Irão: a laicidade é um assunto de mulheres
Não sei se o Ministério da Virtude iraniano foi formalmente instituído mas a Oriflame já sentiu a sua acção. Querendo certamente cortar pela raiz a causa da actividade sísmica na região, abalada na noite de sexta por mais um terramoto, o regime dos ayatollahs resolveu suspender a actividade da firma sueca de venda directa de cosméticos, que tinha no Irão o mercado mais florescente do oriente: cerca de 20% das vendas na Ásia. Como sempre, o que passa por justiça neste país tem-se entretido na última semana a fabricar acusações para justificar a sentença. Primeiro, tentaram acusar a Oriflame de vender os seus produtos através de um esquema fraudulento. Como a acusação não pegou, depois de prender por espionagem 5 dos seus funcionários, ontem o ministro iraniano das secretas afirmou, usando o mausoléu de Khomeini como pano de fundo, que a Oriflame é uma ameaça à segurança do país:
«Oriflame intended to fight the (Iranian) system. There are no economic reasons behind the company» afirmou Heydar Moslehi aos jornalistas. «We realised through the evidence that the arrogance (Western powers) and intelligence agencies sought to create security problems for the country through this company», acrescentou.

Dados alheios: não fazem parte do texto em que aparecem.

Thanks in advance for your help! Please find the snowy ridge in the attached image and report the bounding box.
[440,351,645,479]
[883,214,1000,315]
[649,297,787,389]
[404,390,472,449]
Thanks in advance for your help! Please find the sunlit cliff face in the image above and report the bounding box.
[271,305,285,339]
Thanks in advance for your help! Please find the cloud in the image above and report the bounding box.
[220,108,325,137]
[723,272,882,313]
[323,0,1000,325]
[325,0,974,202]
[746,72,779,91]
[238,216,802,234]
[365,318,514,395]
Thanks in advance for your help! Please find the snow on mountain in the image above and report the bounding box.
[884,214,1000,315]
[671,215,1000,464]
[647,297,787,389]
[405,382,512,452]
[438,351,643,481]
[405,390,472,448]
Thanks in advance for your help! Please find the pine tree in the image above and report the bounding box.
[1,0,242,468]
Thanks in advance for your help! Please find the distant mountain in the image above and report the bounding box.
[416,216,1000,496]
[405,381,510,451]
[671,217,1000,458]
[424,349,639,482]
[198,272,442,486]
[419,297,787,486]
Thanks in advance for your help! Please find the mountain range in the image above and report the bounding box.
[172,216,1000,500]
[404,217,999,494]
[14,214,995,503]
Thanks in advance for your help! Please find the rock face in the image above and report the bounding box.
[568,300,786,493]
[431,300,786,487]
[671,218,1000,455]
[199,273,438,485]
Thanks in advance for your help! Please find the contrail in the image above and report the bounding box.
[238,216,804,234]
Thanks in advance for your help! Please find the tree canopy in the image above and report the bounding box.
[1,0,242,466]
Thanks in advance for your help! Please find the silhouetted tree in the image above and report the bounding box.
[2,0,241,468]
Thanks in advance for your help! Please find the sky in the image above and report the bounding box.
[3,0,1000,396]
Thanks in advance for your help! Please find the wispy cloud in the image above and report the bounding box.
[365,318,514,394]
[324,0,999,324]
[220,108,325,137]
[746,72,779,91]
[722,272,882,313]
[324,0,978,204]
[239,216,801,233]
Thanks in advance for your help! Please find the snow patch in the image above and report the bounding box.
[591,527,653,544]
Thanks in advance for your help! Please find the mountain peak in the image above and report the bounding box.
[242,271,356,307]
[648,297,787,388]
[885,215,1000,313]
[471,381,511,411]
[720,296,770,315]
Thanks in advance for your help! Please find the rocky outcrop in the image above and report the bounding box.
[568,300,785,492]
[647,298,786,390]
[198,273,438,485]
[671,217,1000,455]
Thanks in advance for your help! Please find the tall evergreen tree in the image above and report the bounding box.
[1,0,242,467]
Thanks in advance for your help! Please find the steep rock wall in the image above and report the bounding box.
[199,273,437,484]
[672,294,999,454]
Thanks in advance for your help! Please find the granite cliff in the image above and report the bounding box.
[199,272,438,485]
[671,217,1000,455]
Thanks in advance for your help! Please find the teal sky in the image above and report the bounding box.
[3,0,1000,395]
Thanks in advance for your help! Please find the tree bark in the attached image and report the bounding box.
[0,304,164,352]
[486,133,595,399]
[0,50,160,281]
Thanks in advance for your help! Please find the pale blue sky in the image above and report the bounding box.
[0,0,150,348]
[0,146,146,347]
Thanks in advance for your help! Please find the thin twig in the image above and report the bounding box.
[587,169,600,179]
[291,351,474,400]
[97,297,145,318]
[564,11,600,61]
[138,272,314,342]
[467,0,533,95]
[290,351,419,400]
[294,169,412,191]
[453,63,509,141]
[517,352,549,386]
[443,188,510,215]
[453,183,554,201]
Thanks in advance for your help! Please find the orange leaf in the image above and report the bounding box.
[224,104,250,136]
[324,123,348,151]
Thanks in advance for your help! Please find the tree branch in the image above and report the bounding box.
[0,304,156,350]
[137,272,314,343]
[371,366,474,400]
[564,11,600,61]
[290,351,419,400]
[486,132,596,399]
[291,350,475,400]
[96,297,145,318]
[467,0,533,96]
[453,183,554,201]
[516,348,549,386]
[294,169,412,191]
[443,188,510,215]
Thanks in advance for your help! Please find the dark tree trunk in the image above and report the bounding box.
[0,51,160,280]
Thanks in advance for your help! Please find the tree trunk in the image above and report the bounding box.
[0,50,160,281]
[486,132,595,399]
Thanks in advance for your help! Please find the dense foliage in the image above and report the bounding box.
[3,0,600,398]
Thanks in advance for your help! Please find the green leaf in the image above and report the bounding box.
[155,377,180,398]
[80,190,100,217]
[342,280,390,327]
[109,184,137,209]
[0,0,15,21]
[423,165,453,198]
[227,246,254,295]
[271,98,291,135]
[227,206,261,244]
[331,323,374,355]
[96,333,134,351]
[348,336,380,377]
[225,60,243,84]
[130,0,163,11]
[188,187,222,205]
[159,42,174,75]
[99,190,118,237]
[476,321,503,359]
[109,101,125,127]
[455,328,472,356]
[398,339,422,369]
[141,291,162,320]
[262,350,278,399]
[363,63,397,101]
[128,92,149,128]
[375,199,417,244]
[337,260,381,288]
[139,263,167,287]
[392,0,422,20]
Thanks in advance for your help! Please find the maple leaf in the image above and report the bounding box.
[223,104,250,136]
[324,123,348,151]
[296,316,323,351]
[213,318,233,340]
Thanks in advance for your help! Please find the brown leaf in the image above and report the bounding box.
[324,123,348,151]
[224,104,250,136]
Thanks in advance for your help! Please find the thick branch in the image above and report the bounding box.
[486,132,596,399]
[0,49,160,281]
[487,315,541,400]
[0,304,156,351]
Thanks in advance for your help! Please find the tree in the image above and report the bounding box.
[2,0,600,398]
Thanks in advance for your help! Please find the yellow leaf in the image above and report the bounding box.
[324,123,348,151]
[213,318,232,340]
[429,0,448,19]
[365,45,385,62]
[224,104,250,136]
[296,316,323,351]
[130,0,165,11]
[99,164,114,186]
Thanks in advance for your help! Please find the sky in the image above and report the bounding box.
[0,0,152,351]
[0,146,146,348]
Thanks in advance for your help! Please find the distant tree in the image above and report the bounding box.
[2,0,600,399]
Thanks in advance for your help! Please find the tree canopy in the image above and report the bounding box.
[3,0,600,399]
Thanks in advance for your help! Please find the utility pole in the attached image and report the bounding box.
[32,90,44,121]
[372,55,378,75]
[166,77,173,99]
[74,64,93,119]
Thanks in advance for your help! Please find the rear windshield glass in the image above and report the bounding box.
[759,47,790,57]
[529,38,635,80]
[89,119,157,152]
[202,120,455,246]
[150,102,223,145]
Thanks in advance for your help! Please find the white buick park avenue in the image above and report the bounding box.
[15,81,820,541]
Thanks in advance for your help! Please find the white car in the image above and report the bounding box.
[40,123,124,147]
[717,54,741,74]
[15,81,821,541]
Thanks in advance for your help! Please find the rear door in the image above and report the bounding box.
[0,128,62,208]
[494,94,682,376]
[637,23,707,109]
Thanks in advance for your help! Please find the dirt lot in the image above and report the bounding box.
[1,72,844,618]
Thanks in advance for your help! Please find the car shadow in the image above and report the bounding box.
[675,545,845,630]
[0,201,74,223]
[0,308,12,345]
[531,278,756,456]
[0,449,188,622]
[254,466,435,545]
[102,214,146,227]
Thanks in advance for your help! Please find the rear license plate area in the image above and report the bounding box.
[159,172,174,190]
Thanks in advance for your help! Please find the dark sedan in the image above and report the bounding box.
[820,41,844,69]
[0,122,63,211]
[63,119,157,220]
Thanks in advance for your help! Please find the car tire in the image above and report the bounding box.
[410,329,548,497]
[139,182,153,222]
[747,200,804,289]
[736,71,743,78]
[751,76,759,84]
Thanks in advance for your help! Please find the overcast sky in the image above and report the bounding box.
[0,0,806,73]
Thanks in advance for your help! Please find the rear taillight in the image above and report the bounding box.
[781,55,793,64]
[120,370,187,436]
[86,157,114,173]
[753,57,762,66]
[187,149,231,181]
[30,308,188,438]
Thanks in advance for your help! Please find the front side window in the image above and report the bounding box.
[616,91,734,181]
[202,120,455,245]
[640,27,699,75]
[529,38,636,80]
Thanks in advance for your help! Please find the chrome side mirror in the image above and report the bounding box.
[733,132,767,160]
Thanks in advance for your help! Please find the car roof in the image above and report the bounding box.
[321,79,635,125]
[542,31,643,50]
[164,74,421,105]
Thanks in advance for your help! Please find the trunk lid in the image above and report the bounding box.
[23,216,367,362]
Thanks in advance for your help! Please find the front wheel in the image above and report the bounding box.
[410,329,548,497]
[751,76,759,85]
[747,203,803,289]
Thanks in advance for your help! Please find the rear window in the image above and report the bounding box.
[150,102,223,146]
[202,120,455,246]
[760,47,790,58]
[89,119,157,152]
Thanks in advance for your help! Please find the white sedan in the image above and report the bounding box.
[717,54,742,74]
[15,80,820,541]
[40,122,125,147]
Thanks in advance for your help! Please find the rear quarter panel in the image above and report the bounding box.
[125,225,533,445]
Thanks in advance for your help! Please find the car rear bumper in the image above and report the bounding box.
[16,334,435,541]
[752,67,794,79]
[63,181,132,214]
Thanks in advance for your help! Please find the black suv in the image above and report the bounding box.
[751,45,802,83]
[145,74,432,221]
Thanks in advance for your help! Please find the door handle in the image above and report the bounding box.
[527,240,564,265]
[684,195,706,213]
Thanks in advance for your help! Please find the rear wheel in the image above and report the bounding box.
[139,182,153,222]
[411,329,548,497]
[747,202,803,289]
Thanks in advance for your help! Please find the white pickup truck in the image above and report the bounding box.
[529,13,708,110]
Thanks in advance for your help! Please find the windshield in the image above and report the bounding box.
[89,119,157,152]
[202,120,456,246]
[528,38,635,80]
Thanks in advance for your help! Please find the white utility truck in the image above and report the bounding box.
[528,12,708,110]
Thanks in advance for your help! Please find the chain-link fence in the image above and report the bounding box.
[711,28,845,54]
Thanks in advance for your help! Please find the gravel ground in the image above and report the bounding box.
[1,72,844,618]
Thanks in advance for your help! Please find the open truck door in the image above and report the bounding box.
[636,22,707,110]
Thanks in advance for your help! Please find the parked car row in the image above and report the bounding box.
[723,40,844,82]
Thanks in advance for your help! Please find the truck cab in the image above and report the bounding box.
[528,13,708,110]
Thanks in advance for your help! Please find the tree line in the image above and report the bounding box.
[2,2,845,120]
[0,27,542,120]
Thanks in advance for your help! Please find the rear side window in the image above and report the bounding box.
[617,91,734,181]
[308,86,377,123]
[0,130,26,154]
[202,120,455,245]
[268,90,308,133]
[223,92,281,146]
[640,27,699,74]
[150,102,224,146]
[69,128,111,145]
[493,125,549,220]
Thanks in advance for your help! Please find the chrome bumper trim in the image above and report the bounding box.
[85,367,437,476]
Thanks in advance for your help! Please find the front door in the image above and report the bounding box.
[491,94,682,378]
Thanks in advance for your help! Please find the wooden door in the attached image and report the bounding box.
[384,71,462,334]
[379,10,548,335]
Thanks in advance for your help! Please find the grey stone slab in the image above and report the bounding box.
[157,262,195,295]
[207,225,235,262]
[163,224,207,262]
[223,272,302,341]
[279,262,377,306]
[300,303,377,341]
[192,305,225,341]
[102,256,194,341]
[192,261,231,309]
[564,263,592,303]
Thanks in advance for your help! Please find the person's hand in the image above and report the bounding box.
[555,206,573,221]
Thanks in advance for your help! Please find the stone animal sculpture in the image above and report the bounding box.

Não faço ideia se Teerão pretende submeter os funcionários da Oriflame a requintes da tortura que é uma constante nas prisões iranianas para exibir uma confissão televisionada das acusações inventadas. Ou se esses funcionários vão engrossar as já largas fileiras de prisioneiros que aguardam execução por (não) motivos análogos. Ou se, como os Baha'i recentemente condenados a 20 anos de prisão, os verdadeiros motivos da sua prisão serão disfarçados, para além de espionagem ao serviço de um estado hostil, com acusações de «espalharem a corrupção pela Terra». Mas tenho a certeza que esta acção contra a Oriflame é uma acção contra a coragem indomável das iranianas, que não se vergam aos ditames imbecis de um regime brutal e sanguinário e continuam a usar maquilhagem contra as indicações expressas dos ayatollahs que já declaram a prática «uma corrupção da juventude».
Acima de tudo, tal como a activista iraniana dos direitos humanos Shirin Ebadi, tenho a certeza de que serão as mulheres que trarão democracia ao Irão. Simplesmente porque, como o que aconteceu ontem em todo o globo mostrou, a laicidade é e continuará a ser um assunto de mulheres.